Heute ist wieder eins der Lieder von Max Prosa dran, nämlich »Buntes Papier«:

Es erzählt die Geschichte von sieben Kindern, die in Griechenland in Bauruinen spielen und dabei auf 10.000 Dollar stoßen, das dort als Schmiergeld hinterlegt worden war, inzwischen aber vergessen worden ist. Für die kleinen Menschen ist es allerdings nichts anderes als »buntes Papier«, das sie in die Luft werfen und an dessen Herumgeflatter sie ihre Freude haben.

Als sie zu Hause erzählen, dass sie dieses »bunte Papier« gefunden haben und was sie damit gemacht haben, reagieren die Erwachsenen irritiert, wenn nicht sogar erbost: So viel Geld – und was man damit alles hätte machen können! Die Kinder wiederum können kaum verstehen, warum die Erwachsenen diesem »bunten Papier« eine so große Bedeutung zumessen.

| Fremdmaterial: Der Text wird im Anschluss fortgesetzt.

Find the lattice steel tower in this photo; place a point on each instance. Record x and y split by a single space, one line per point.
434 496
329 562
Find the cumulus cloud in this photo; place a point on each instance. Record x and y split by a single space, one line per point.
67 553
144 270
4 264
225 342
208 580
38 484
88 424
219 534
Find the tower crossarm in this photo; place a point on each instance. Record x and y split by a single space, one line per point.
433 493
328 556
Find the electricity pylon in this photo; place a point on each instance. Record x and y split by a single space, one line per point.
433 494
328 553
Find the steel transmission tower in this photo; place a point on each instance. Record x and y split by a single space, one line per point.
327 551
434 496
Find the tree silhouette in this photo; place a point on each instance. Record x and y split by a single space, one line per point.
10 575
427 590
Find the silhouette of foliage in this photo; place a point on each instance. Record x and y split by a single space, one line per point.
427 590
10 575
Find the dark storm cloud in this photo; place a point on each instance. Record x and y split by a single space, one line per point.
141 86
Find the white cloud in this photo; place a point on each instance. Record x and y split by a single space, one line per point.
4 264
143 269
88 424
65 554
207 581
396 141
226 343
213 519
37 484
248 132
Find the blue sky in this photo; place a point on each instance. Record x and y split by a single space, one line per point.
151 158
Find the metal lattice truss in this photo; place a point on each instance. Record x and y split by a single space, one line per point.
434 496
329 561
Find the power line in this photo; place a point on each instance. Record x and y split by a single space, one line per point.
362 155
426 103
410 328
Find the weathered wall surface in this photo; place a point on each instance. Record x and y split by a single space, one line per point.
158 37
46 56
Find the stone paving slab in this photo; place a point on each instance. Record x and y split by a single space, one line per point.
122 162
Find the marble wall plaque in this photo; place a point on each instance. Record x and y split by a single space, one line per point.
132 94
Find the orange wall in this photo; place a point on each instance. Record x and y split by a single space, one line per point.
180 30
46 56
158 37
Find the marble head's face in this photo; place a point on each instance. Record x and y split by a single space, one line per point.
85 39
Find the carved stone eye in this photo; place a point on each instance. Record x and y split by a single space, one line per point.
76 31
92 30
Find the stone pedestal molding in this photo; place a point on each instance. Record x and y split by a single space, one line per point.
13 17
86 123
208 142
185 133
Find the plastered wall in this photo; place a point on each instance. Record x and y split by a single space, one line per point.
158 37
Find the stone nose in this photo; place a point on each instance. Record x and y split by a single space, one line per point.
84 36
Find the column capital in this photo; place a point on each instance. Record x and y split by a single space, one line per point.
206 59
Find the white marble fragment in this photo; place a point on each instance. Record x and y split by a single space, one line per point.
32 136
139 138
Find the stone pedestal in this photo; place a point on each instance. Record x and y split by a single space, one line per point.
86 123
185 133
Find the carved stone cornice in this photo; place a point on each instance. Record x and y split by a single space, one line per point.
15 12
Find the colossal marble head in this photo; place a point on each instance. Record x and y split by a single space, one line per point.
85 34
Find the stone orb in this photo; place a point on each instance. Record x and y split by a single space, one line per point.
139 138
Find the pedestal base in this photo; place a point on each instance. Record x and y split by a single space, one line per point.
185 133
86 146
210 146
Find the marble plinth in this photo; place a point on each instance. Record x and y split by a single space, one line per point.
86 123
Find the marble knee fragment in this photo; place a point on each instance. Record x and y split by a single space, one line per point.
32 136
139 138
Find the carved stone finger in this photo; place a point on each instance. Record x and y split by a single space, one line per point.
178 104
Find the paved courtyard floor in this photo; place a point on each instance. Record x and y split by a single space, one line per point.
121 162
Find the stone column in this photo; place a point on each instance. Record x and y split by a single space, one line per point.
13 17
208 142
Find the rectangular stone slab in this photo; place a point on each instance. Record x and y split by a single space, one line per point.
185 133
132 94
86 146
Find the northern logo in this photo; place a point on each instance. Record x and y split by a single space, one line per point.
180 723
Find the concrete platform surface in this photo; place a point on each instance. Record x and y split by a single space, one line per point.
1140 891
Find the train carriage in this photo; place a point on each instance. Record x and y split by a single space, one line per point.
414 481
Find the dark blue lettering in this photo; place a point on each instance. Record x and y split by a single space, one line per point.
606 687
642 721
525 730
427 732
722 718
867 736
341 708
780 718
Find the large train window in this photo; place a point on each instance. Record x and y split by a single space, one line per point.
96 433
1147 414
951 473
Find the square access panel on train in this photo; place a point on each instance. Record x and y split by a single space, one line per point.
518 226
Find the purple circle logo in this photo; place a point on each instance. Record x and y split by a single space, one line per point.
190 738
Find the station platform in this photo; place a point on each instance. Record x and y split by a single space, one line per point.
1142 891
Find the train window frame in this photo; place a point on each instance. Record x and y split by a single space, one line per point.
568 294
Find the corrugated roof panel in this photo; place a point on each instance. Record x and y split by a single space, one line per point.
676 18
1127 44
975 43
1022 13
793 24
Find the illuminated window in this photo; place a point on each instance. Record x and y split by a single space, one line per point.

Die Macht des Geldes und die Warnung davor ist schon Thema in der Bibel: indirekt beim »Goldenen Kalb« (2. Mose 32,1–4), ganz direkt in der Warnung vor dem »Mammon«, dem Gott des Geldes (Matthäus 6,24), oder auch in dieser apostolischen Ermunterung:

»[Auch sollen die,] die kaufen [sein], als behielten sie es nicht; und die diese Welt gebrauchen, als brauchten sie sie nicht. Denn das Wesen dieser Welt vergeht.« (1. Korinther 7,30f., Lutherbibel 2017, © Dt. Bibelgesellschaft).

In den Worten des Liedes ließe sich sagen: Nutzt das Geld so, dass ihr nicht vergesst, dass es am Ende nichts anderes als »buntes Papier« ist. Lasst euch von ihm nicht gefangen nehmen. Wirklich wichtig ist euer Verhältnis zu Gott, das bleibt, auch wenn alles andere vergeht.

Das schreibe ich als privilegierter Mensch, der viel mehr Geld zur Verfügung hat, als er unbedingt zum Leben braucht. Und ich weiß, dass sich so leichter über Geld reden und schreiben lässt, als wenn ich ängstlich schauen muss, ob es am Monatsende für mich und meine Familie noch reicht.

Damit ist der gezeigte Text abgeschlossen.